The attendance of the Irish Prime Minister Bertie Aherne, a discreet distance from the French president Nicolas Sarkozy, almost turned the duel into a state occasion.
Despite the fitful fury of their start and the fleeting glimpse of an early try when O'Gara's garryowen caused pandemonium in the French ranks, Jean-Baptiste Elissalde struck a hat-trick of soothing early penalties, all three delivered from within the Irish 22 over a period of 16 minutes.
All of a sudden, a match which head coach Eddie O'Sullivan had viewed as less than "mission impossible" was beginning to assume that sort of proportion.
It would have been considerably worse but for some frantic last-ditch heroics from Shane Horgan, just enough to drag Clement Poitrenaud into touch before the acrobatic Toulouse full back thrust out a telescopic right arm to dot down in the corner.
No sooner had English referee Chris White called for technological assistance in disallowing the try than Michalak had the French backs fizzing in all directions and the Irish again at breaking point.
They survived at the cost of Elissalde's third penalty, a small price to pay for hanging on and dredging all their vast experience to pull them through.
That experience amounted to a stack of caps almost as high as the Eiffel Tower, a total of more than 700 out on the pitch and almost another 200 parked up in the stands belonging to Peter Stringer, Denis Hickie and Geordan Murphy, all surplus to requirements.
O'Gara, having missed an earlier penalty from the French 10-metre line, ensured the Irish had something to show in the shape of a drop goal before a misunderstanding between the fly half and Horgan allowed France to unleash Sebastien Chabal, in all his terrifying glory, from a close-range line-out.
A swarm of green jerseys engulfed him before surviving a battering in front of their own posts, again at the inevitable cost of the pot-shot penalty from which Elissalde restored the nine-point lead at the break.
The omens had not been good for Ireland — one win in the French capital for 35 years and none since Brian O'Driscoll's hattrick of tries seven years ago.
But the longer they kept in touch, the more the likelihood of France wobbling.

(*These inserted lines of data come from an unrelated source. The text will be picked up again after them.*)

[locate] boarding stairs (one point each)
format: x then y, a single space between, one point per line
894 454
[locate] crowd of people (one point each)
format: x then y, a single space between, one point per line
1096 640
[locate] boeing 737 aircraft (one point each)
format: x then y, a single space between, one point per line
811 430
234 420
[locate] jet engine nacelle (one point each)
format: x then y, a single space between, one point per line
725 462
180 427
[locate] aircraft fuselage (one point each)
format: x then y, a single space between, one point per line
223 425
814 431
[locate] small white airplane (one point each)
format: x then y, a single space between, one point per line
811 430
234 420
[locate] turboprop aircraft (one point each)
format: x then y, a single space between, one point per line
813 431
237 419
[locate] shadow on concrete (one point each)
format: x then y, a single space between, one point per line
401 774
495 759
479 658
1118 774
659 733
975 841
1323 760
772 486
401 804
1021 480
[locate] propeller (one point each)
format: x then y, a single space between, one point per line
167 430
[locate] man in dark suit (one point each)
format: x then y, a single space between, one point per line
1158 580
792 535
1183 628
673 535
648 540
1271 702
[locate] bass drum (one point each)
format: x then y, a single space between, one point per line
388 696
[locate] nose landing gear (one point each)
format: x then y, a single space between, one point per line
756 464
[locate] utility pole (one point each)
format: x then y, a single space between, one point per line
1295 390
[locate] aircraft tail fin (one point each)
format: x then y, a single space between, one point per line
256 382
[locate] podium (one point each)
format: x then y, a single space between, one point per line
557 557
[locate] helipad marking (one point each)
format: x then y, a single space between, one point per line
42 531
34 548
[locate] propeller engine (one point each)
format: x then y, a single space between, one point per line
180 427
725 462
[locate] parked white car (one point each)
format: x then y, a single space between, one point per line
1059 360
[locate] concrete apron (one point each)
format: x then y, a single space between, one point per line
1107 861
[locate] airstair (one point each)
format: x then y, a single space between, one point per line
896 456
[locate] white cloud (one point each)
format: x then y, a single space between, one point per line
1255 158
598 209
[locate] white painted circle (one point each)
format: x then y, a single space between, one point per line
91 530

Simon Easterby's break deep into the opposition 22 roused the vast army of Irish fans only for Elissalde to respond by increasing the French lead.
Easterby, the Yorkshireman who lives in Wales and qualifies for Ireland through his mother's nationality, conceded more than three times the amount of ground he made by flattening Michalak with a late tackle.
When Ireland pulled down the consequent line-out maul, Elissalde duly nailed his fifth goal.
The magic which had been missing from France came out of the blue like a flash of lightning.
Michalak's wonderful kick from the outside of his right foot curved so perfectly into the path of Clerc that the hurtling Toulouse wing gathered it in-goal on the second bounce.
Ireland, for all their heroics, had been undone in that one moment of genius. France were off the hook and back on track.
Elissalde could afford to send a sixth penalty smacking against an upright and miss both conversions of Clerc's tries.
Now, ironically, Raphael Ibanez's team need Ireland to beat Argentina next weekend if the hosts are to gain a home quarter-final against Scotland or Italy instead of traipsing to Cardiff for one against New Zealand.